Further considerations

  • SSO currently does not handle logout (single sign-off). Thus, if a user logs out of the Code42 environment, the master server does not notify other service providers, and vice-versa.
  • There is no control available in the administration console or the CrashPlan app to sign out of the SSO system. To force a user to sign out of the SSO identity provider, clear the ldp.c42 cookie from the web browser used to log in.
  • LDAP supports automated user management with the "Active Script", "Org Name Script" and "Role Name Script." However, SSO does not support custom scripts.
  • Multiple identity providers in the same environment are not supported.
  • SSO authentication may fail if the master server does not have a valid SSL certificate. If a self-signed certificate does not work, a certificate from an official Certificate Authority (CA) is required.
  • Your master server validates the SSL certificate of your SSO identity provider. If your identity provider's digital certificate does not contain the signature of a trusted Certificate Authority, validation may fail. To resolve this, install a CA-signed digital certificate on the identity provider.
  • The CrashPlan mobile apps on all platforms do not support SSO at this time.
  • SSO supports the use of the “auto register” option during CrashPlan app installation, using the value '${deferred}' for the password property in the custom installer. However, unlike the case with LDAP, the Code42 environment is not able to verify the user at the time of installation. Instead, the new user is allowed to back up immediately, without authenticating. However, users are not able to sign in to the CrashPlan app or restore unless they have a valid SSO account. If the password property is not set to deferred, the user is prompted to sign in upon first usage, as with LDAP.

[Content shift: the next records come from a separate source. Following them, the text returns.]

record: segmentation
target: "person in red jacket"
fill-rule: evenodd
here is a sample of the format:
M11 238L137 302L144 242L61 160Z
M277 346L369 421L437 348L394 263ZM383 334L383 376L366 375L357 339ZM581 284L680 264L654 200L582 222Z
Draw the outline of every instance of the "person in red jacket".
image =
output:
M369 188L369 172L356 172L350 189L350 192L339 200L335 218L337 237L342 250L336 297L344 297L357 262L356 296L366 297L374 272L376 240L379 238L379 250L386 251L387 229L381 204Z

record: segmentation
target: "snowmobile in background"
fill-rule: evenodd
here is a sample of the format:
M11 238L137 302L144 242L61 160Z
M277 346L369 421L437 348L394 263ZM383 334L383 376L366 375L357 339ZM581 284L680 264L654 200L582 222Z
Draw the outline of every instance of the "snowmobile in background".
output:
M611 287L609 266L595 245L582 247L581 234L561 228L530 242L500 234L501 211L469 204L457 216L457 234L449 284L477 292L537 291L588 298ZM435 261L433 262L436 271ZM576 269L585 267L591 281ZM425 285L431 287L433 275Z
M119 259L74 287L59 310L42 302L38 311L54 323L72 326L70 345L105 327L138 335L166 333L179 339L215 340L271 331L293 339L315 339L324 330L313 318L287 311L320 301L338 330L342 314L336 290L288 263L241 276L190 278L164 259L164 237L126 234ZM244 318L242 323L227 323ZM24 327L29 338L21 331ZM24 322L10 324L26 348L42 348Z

  • The following warning message (found in logs on your master server) is normal: “Not syncing SSO metadata at this moment due to rate limiting." Rate limiting prevents syncing with your identity provider more than once per minute.

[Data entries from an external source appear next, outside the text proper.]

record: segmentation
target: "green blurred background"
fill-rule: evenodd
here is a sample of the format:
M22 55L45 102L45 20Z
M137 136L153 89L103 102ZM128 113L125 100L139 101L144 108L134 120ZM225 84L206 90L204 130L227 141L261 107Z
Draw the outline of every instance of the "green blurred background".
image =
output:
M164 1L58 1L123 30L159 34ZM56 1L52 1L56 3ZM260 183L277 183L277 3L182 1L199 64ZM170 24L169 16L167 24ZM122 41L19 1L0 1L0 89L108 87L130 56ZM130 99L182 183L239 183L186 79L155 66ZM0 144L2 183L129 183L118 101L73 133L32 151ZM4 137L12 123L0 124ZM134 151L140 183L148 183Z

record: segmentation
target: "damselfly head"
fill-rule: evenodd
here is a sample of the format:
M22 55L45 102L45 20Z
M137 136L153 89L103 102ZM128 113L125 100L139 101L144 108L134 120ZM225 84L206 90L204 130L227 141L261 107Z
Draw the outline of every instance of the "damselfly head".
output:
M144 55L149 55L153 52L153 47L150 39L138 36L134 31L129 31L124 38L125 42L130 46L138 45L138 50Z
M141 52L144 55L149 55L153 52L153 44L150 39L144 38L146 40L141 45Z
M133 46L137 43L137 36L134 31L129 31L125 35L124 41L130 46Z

  • The Code42 environment supports SP (service provider)-initiated SSO. The Code42 environment does not support IdP (identity provider)-initiated SSO at this time. The user agent (either the CrashPlan app or the CrashPlan web app) initiates a session by accessing the enterprise server (acting as the SP), which then issues a SAML 2.0 AuthnRequest for the user to be delivered to the IdP.
  • In the IdP metadata file, the Code42 environment supports HTTP-POST (but not HTTP-REDIRECT). You must enable HTTP POST bindings in the IdP metadata.

If any of the caveats above are not acceptable, we recommend using LDAP or Radius for authentication and authorization instead of SSO.